Pertama, pelembagaan perbankan Singapura sudah cukup kuat, sehingga bila terjadi pelarian dana haram Indonesia, sektor keuangannya tidak akan terlalu merugi. Kedua, penanda tangan perjanjian ekstradisi membopong dua rezeki tambahan, yaitu kesempatan latihan perang di lingkungan nonurban. Singapura dikepung negara-negara yang sebagian besar wilayahnya masih suburban. Latihan perang di Indonesia membuat Singapura siap untuk, bila diperlukan, beroperasi militer di Malaysia, Thailand, Filipina, Brunei Darussalam, dan tentunya juga di Indonesia. Wilayah metropolitan sangat sensitif terhadap gangguan keamanan. Untuk mengatasi gangguan tersebut, sering kali diperlukan preemptive strike, atau pukulan pencegah terhadap basis penyerang. Israel, pelatih keamanan Singapura, ahli di bidang ini. “Rezeki” lain adalah kemungkinan melunaknya hati Indonesia dan terbukanya kembali keran ekspor pasir dan granit. Ketiga, sebagai bekas jajahan Inggris, Singapura menganut sistem hukum Anglo-Amerika. Dalam sistem itu, yang memutuskan seseorang diekstradisi atau tidak adalah pengadilan, bukan pemerintah. Permintaan Indonesia agar seorang koruptor diekstradisi dapat dijawab bahwa hal tersebut terserah pada kewenangan pengadilan. Di sini pemerintah Singapura diberi “ruang bermain” cukup luas untuk mengambil sikap lepas tangan atau turun tangan. Proses operasional kewenangan yudikatif ini biasanya lamban, bahkan bisa tidak menentu. Hukum dan waktu tidak berpihak pada pemohon.

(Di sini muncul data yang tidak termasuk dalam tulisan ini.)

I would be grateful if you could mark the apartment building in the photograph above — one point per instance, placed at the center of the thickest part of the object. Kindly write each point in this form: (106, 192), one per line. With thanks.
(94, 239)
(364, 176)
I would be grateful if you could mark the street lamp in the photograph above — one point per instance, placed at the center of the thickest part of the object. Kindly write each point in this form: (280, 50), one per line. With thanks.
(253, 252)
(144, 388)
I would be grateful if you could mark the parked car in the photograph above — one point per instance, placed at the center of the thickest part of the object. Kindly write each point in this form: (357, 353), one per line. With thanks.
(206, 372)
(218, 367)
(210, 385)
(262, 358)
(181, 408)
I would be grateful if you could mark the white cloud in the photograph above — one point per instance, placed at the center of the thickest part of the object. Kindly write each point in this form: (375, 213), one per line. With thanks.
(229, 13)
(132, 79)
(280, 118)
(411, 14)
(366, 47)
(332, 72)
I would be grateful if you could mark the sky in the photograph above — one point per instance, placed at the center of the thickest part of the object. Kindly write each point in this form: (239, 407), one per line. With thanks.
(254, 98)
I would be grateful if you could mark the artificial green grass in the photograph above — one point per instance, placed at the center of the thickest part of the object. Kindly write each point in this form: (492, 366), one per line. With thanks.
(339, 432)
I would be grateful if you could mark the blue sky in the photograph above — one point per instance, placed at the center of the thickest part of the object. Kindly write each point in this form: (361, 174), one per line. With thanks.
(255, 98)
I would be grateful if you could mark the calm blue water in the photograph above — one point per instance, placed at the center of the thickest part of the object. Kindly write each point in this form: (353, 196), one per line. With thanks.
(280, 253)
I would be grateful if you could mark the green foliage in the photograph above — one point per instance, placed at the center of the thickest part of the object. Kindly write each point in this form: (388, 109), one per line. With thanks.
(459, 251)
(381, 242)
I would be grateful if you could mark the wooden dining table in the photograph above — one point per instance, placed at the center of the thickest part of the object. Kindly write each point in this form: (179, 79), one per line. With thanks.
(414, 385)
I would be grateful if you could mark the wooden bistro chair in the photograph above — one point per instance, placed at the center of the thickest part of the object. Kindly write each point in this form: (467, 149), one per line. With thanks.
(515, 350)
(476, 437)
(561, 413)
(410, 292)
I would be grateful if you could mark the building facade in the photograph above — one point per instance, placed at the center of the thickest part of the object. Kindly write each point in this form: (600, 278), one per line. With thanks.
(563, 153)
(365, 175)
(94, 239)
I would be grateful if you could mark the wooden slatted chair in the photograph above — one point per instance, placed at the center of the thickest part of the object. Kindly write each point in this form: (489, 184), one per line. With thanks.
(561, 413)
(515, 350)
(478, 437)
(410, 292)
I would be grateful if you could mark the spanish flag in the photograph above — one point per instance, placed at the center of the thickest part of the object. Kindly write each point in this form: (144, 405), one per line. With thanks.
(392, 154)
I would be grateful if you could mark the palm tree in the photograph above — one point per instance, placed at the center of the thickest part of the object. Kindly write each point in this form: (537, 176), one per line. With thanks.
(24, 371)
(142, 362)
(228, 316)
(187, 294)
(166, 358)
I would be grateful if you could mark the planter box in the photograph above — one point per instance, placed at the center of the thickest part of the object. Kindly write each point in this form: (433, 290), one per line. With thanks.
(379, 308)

Contoh spektakuler adalah kasus Lai Changxing, penyelundup besar Cina yang melibatkan hampir semua pejabat di Xiamen, kota kelahirannya. Lai menyelundupkan rokok, minyak goreng, TV, mobil, BBM, minuman keras, pokoknya segala barang yang langka di Cina dan, karena itu, mahal. Operasi Lai melibatkan ratusan pejabat setempat, bahkan merembet ke pejabat tinggi partai di Beijing. Keuntungan yang dihasilkan sejak 1996 hingga 1999 tidak kurang dari US$ 6,4 miliar. Lai orang dermawan. Ia suka banting duit dan menyebar hadiah. Hadiahnya tak tanggung-tanggung, antara lain beasiswa pendidikan di luar negeri untuk anak pejabat tinggi. Mobilnya Mercedes Benz antipeluru bekas milik presiden Jiang Zemin. Tiba-tiba, pada 1999, ia dianjurkan melarikan diri. Seorang pejabat yang telah menikmati hadiahnya membocorkan rencana operasi terhadap lingkaran penyelundupan yang dipimpinnya. Lai dan istrinya beserta tiga anak mereka lari ke Vancouver, Kanada. Ratusan kroninya di Cina ditahan, 14 pentolan dalam jaringan penyelundupannya dieksekusi. Adik kandungnya meninggal di kamp kerja paksa.
Di Kanada, Lai mengulangi gaya hidupnya di Cina. Ia dikenal sebagai penjudi besar di kasino. Ia juga sering berhubungan dengan triad, jaringan kejahatan Cina yang ada di Kanada. Gaya hidup mewah dan hubungannya dengan dunia kejahatan itulah yang menarik perhatian pejabat imigrasi Kanada. Apalagi setelah pemerintah Cina meminta agar ia diekstradisi untuk menghadapi pengadilan atas kejahatannya di Xiamen. Tidak lama kemudian ia ditangkap.
Lai punya banyak uang. Ia bisa menyewa pengacara cemerlang dan mahal. Mereka mengupayakan agar ia diberi status pengungsi. Pada 2002, Badan Urusan Pengungsi Kanada memutuskan bahwa Lai tidak memenuhi syarat sebagai pengungsi. Ia dikenai tahanan rumah. Para pengacara Lai naik banding. Pada 2005, bandingnya ditolak oleh Pengadilan Banding Federal. Tahun itu juga Mahkamah Agung menolak memeriksa perkaranya. Para pejabat imigrasi mempersiapkan deportasi Lai Changxing ke Cina.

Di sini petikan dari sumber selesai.